H2O-Danube3 Technical Report

Pascal Pfeiffer,Philipp Singer,Yauhen Babakhin,Gabor Fodor,Nischay Dhankhar,Sri Satish Ambati
2024-07-12
Abstract:We present H2O-Danube3, a series of small language models consisting of H2O-Danube3-4B, trained on 6T tokens and H2O-Danube3-500M, trained on 4T tokens. Our models are pre-trained on high quality Web data consisting of primarily English tokens in three stages with different data mixes before final supervised tuning for chat version. The models exhibit highly competitive metrics across a multitude of academic, chat, and fine-tuning benchmarks. Thanks to its compact architecture, H2O-Danube3 can be efficiently run on a modern smartphone, enabling local inference and rapid processing capabilities even on mobile devices. We make all models openly available under Apache 2.0 license further democratizing LLMs to a wider audience economically.
Computation and Language,Machine Learning
What problem does this paper attempt to address?

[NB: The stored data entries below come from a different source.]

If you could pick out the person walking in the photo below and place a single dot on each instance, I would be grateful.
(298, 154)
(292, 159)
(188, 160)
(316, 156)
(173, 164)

The paper introduces the H2O-Danube3 series of small-scale language models, including H2O-Danube3-4B and H2O-Danube3-500M, which are trained on 6T and 4T English data. These models undergo multi-stage training with a focus on high-quality network data and are finally supervised fine-tuned for chat versions. The models demonstrate high competitiveness in various academic, chat, and fine-tuning benchmarks, and due to their compact architecture, they can efficiently run on modern smartphones, supporting on-device inference and fast processing capabilities. The research extends previous work on small-scale language models, with a focus on efficient inference and edge device applications. These small models, after task-specific fine-tuning, even outperform certain BERT-based encoder-decoder models in tasks such as sequence classification, question-answering, and token classification. The paper provides a detailed description of the model architecture, training process, and fine-tuning steps, along with extensive evaluations covering standard academic metrics, chat benchmarks, and fine-tuning benchmarks. The results demonstrate that H2O-Danube3 performs strongly across various dimensions, expanding the range of choices for open-source small-scale language models. In addition, the paper introduces the iOS application H2O AI Personal GPT1, which allows users to run H2O-Danube3 offline on their mobile phones. The model is also quantized to reduce size while maintaining performance, making it suitable for resource-constrained devices. Through these efforts, the paper aims to further popularize language models, economically serving a wider audience and playing a role in various scenarios such as chatbots, task-specific applications, research, and offline device applications.